1. An input scanner comprising a two-dimensional array (23) of photosensitive detectors (25), imaging means (21 or 31, 32) for imaging scan line length segments of a subject (22) onto the array (23), and read out means coupled to the array (23) for reading data samples out of the detectors (25) wherein the detectors (25) in the array (23) have respective photosensitive zones which are laterally offset from one another in the line scanning direction, characterised in that the imaging means (21, or 31, 32) is arranged for sequentially imaging successive scan line length segments of the subject (22) onto the array at a predetermined framing rate as the subject moves in a cross-scan direction relative to the array, and in that all the detectors in the array are accessed to provide signal components collectively constituting an analysis scan line signal for each scan line.

2. The input scanner of claim 1 wherein each of said segments of said subject (22) comprises a predetermined number of scan lines, and said subject (22) advances in the cross scan direction relative to said array (23) at a rate of one scan line per frame.

3. The input scanner of claim 2, wherein said imaging means (21 or 31, 32) includes anamorphic optics having greater power in said cross scan direction than in said line scanning direction, said optics having an anamorphic ratio selected to cause each of said scan lines to have a cross scan height greater than the width of any of said pixels in the line scanning direction, and the photosensitive zones of said detectors (25) being elongated in the cross scan direction to provide said detectors (25) with increased sensitivity per unit width of said photosensitive zones as measured in said scanning direction.
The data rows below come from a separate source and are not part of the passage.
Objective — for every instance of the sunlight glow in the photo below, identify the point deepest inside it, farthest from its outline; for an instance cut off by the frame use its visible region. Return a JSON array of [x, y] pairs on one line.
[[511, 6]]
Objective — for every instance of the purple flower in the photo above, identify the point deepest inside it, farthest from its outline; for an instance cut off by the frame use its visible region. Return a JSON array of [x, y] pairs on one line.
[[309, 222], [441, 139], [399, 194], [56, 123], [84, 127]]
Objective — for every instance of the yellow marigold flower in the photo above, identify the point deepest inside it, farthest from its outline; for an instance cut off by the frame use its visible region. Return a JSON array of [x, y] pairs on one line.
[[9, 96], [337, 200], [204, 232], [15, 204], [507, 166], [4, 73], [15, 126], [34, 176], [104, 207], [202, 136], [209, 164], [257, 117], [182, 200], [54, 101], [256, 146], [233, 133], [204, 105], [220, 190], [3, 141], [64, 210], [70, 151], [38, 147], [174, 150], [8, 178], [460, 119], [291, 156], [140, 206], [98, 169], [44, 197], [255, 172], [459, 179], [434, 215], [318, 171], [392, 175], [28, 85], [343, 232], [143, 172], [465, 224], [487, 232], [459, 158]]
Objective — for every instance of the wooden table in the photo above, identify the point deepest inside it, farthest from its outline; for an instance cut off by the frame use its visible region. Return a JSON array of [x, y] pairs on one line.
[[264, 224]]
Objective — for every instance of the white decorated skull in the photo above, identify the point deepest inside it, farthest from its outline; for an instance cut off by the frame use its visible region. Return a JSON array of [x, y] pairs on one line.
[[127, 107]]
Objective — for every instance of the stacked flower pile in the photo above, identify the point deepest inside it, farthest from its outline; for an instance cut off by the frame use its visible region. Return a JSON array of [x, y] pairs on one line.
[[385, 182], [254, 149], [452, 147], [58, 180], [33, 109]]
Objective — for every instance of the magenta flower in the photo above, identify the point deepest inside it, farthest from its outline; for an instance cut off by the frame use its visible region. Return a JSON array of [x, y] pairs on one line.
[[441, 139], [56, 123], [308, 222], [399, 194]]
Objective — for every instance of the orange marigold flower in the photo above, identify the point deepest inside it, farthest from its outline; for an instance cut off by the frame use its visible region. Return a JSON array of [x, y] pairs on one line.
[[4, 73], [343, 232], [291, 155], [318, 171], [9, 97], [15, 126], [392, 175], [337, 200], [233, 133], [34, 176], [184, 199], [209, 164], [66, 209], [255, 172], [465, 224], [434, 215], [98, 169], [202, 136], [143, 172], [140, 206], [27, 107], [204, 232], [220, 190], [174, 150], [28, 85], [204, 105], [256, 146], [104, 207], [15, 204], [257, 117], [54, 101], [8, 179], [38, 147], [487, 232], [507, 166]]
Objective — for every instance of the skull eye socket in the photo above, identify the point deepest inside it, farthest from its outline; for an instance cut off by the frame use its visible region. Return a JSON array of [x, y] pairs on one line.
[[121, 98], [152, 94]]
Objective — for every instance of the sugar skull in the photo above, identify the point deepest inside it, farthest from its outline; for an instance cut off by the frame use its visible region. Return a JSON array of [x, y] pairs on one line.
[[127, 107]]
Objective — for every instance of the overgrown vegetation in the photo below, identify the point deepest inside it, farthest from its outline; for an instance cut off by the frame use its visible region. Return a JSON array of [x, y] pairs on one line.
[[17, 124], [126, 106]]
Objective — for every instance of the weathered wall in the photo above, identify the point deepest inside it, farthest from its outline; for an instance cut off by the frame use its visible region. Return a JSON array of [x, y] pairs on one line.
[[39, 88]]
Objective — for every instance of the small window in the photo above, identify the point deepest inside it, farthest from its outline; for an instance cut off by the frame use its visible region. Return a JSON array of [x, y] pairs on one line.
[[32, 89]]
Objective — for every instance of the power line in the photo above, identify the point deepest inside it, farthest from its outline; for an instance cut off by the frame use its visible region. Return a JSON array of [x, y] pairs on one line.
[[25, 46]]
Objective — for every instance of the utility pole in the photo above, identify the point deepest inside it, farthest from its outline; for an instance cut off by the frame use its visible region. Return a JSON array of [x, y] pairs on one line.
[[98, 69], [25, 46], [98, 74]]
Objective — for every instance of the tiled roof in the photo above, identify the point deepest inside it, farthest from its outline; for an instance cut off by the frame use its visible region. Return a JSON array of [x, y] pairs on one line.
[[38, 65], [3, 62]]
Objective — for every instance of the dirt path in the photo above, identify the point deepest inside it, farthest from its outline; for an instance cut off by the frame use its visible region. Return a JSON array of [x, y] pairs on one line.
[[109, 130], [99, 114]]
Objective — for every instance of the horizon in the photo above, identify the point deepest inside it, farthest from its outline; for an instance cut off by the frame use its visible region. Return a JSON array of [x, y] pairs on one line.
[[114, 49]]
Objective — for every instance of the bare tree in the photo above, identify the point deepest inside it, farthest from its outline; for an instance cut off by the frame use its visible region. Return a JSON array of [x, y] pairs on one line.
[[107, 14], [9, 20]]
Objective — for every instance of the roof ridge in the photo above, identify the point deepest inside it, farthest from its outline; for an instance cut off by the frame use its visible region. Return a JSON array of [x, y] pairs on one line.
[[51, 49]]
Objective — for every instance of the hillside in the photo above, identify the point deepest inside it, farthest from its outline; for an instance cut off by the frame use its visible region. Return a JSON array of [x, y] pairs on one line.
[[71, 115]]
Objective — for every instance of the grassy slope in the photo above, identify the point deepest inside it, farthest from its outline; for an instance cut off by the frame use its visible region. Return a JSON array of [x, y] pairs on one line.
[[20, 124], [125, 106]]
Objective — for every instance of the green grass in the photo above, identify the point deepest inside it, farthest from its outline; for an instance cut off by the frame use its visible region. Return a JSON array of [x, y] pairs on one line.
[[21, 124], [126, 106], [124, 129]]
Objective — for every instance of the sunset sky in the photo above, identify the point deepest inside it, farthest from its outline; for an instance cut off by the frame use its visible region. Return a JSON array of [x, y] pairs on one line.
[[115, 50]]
4. The input scanner of aný one of claims 1 to 3, wherein a staggered aperture mask (24 or 24') is interposed between said subject (22) and said array (23) for laterally offsetting the photosensitive zones of said detectors (25).

5. The input scanner of Claim 4 wherein the photosensitive zone of each detector (25) is generally centered on the detector (25).

6. The input scanner of Claim 4 or Claim 5 wherein said staggered aperture mask (24) is deposited on and supported by said array (23).

7. The input scanner of Claim 4 or Claim 5 wherein said staggered aperture mask (24') is a free standing component, and said imaging means further including relay optics (32) for Imaging said mask (24') onto said array.

8. The input scanner of Claim 6 or Claim 7 including buffered destaggering means (41-44 or 51) coupled to said detectors (25) for assembling the data samples read out of said detectors in a serial video data stream having a raster scan format.

9. The input scanner of Claim 8 wherein said detectors (25) and said buffered destaggering means (51) are respective pluralities of charge coupled devices integrated on a single chip of semi-conductor material.

10. The input scanner of any one of Claims 1 to 9 wherein said detectors (25) are photosensitive devices integrated on a single chip (23) of semi-conductor material.